Social Media, Relationship Goals, and Why All of It Is Complete and Utter Bullshit
Why is dating as a millennial so got damn hard? Seriously. All I know is, social media has altered our expectations of what a healthy relationship looks like. If you open your Twitter app, chances are after a few scrolls you’ll see a couple’s random picture on your timeline, with the words “relationship goals” captioned above it. Now, this couple could really be doing something as simple as… eating dinner, watching a movie, or laying on a beach in that picture but they’re relationship goals? Why? When did the standard for what makes a “happy relationship” become so low? You’re telling me eating dinner with your partner is a… goal? “HOW SWAY?!” Along with that social media also lets you know many people truly do not understand what makes a relationship successful. They see “baecations” being taken and couples in matching clothes and suddenly, THAT’S the goal.
What happened to standards? If you know what happened to them, make them reappear because I’m not seeing them. I saw a tweet on my timeline once that said all this girl wanted was for a man not to lie to her. That’s it? That’s your requirement, sis? For a man not to be a pathological liar? Let me ask this, then: after you find your honest man, then what? What other qualities does this man have that lets you know he meets the rest of your standards? Oh! I forgot… you haven’t really set “standards”. You think standards are basic things like honesty and someone not cheating on you. No, it’s so much more than that.

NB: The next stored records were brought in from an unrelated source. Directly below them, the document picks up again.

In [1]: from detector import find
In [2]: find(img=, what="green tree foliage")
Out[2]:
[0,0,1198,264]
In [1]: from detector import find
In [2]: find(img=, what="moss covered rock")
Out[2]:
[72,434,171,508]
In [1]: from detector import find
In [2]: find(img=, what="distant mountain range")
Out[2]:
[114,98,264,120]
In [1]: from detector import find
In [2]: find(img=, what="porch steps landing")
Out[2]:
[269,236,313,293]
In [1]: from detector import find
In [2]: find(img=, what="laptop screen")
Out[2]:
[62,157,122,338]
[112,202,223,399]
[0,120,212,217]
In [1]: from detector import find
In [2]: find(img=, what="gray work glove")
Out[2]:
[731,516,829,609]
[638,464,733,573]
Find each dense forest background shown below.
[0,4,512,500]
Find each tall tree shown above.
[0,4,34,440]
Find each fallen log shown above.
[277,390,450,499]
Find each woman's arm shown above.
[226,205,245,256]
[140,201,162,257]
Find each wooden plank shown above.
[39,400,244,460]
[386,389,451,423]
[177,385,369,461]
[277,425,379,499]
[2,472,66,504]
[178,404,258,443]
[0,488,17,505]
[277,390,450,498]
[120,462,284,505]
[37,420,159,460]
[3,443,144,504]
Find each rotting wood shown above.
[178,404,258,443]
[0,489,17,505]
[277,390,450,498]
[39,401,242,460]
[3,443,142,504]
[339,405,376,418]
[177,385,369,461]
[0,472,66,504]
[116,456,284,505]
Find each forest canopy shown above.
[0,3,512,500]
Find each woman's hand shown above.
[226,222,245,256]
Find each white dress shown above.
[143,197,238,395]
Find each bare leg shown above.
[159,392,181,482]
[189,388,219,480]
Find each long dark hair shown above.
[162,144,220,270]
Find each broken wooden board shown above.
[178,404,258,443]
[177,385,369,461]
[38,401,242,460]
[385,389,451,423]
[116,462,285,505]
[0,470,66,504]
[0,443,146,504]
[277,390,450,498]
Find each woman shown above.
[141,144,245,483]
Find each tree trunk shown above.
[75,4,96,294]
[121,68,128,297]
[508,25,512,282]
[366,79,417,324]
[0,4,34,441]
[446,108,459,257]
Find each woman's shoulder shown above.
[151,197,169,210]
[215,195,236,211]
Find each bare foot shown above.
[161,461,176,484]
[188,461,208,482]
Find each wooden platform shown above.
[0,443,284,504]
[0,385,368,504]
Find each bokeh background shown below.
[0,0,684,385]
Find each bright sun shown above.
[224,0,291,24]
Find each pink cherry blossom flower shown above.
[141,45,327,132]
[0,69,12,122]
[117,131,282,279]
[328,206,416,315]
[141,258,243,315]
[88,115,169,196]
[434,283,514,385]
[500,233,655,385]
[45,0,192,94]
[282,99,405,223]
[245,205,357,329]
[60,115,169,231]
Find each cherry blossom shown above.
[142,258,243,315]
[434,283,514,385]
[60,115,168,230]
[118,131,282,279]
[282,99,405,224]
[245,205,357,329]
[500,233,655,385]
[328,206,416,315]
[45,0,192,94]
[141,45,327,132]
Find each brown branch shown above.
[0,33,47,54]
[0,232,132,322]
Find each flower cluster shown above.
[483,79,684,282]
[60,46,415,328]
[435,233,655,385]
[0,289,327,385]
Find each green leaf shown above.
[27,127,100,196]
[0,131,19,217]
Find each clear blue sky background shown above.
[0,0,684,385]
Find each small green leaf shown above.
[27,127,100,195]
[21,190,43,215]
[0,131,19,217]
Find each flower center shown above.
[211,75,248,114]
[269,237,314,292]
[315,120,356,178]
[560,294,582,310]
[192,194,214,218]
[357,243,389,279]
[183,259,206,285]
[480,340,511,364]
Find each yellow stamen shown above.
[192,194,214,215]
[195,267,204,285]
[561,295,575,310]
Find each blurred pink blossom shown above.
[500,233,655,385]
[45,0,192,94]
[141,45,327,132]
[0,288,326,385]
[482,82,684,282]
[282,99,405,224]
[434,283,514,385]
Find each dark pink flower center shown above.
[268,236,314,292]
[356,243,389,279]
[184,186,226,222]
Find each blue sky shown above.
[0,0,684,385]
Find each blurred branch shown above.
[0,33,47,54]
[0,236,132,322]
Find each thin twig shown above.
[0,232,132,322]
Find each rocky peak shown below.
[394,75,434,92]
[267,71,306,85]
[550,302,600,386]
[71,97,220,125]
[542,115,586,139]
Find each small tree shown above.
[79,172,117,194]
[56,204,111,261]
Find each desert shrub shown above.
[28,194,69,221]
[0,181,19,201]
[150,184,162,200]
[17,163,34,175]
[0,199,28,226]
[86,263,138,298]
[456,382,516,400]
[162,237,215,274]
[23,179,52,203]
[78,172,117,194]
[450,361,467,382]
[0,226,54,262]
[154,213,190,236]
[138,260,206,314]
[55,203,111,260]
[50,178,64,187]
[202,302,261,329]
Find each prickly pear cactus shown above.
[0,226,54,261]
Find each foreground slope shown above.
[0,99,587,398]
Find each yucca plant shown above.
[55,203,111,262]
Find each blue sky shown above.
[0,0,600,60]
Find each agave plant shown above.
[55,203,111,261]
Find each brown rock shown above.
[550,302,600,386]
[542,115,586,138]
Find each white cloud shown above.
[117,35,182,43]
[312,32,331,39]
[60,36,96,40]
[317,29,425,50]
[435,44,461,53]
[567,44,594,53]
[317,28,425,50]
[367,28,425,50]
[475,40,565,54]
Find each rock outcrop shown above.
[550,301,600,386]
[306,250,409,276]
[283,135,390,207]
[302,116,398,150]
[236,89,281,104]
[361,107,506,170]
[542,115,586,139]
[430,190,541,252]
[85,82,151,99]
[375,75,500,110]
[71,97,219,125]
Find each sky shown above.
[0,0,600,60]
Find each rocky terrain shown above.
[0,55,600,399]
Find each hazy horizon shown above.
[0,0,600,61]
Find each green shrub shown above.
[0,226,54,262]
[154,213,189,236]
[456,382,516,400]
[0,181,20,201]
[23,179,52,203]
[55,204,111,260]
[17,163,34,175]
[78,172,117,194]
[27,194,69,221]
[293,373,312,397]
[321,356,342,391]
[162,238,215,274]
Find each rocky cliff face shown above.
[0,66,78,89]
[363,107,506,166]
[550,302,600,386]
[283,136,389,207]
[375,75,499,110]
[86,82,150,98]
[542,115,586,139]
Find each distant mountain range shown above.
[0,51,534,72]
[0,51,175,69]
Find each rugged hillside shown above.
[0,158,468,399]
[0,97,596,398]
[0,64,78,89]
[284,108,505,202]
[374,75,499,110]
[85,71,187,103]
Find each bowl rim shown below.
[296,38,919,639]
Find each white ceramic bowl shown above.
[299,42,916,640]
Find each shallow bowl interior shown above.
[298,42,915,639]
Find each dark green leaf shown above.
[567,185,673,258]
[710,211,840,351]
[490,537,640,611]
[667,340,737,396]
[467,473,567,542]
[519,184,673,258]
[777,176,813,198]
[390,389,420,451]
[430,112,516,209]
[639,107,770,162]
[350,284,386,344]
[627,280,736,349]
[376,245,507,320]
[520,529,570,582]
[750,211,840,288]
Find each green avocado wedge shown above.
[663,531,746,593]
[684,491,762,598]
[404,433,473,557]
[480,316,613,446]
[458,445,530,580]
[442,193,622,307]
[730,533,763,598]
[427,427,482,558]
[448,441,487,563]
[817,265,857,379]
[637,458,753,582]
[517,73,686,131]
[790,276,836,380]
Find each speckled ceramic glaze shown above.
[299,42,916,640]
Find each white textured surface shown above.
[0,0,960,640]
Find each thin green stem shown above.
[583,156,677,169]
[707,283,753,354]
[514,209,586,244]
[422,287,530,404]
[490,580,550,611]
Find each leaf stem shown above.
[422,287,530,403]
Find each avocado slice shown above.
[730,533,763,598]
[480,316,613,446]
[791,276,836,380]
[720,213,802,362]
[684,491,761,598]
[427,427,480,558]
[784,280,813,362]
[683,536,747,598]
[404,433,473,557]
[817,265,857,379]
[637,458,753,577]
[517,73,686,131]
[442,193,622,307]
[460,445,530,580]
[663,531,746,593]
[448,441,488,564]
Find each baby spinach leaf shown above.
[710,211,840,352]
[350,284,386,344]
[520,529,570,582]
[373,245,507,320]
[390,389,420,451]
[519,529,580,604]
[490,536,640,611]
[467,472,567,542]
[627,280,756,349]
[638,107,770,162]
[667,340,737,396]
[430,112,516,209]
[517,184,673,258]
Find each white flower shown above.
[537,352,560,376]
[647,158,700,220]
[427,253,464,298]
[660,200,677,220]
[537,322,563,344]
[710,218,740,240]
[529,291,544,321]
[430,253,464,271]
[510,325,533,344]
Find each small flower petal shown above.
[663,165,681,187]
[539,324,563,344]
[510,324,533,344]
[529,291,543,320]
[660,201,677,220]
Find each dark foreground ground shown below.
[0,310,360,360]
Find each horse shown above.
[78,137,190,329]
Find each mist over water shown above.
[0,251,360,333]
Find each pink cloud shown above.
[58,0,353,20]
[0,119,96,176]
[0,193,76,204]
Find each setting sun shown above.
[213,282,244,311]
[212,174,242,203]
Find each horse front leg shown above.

Standards are only accepting a person in your life who understands and acknowledges their past traumas and has addressed those issues. Standards are you working 10+ hours a day on your dreams and only accepting someone into your life with the same work ethic as you. Standards are making sure you’re not dating a homophobe because you have gay people in your family you love and respect. THOSE are standards. What you all talk about are BASICS. Honesty, respect, loyalty, and communication are the basics of every healthy relationship. You should not be in a relationship where your partner isn’t giving you these things every single day. Hear me loud and clear: the expectation of being treated with human decency from your committed partner within a relationship is a requirement. A standard is an expectation that goes beyond the basic requirements to continue a successful relationship. Know the difference people.
Also, if your struggle is having basic requirements met by the partners you choose for relationships, then you need to sit back and look at your choice of a partner. If a person has reached a certain level of mental and emotional maturity, then that person understands that respecting you is a basic requirement without you even telling them. They understand that true commitment is a part of a relationship and not stepping out on you isn’t an issue. They understand that actual effort is part of a relationship, so they automatically plan their days to include you in them. If you’re someone that has trouble getting these basic needs met in your relationship, it’s time to step back and figure out what and who you’re allowing into your life. If your parent(s) didn’t show you how to have a healthy, loving relationship in your home growing up, you sure as hell won’t find it in a hashtag on social media. Figure out why you attract the people you do, what your actual needs are when it comes to being in a relationship with you (outside of the typical “honesty”, “love”, and “respect” cliché answers), and adjust your energy to attract nothing less than what you know you deserve.
Listen, I look up to Barack and Michelle’s relationship just as much as the next person but we also have to understand that these people (who we look up to and admire not just as The First Family, but also as a couple) met each other after they became whole, separate individuals. Careers were in place, past traumas were addressed as individuals before entering a relationship, and the personal growth of each person reached a point where they knew they were ready to be in a serious, long-term relationship with someone. Therefore, when Michelle and Barack met, it wasn’t two people meeting who didn’t know themselves, what they wanted out of life, or what they needed from a partner. It was two people meeting who had done the work on themselves separately and could attract each other because of that fact. Healthy attracts healthy. Unhealthy attracts unhealthy. Figure out where you are on that spectrum and do the work that will eventually attract someone who supersedes any type of relationship goal you could ever see on your timeline.
So what are you gonna do, friend? Are you going to continue to build superficial pictures in your head of what you think a healthy relationship looks like or are you going to cut the bullshit, look at your choices and be honest with yourself about why you’re single in the first place? It’s your choice, my love. Make the right one.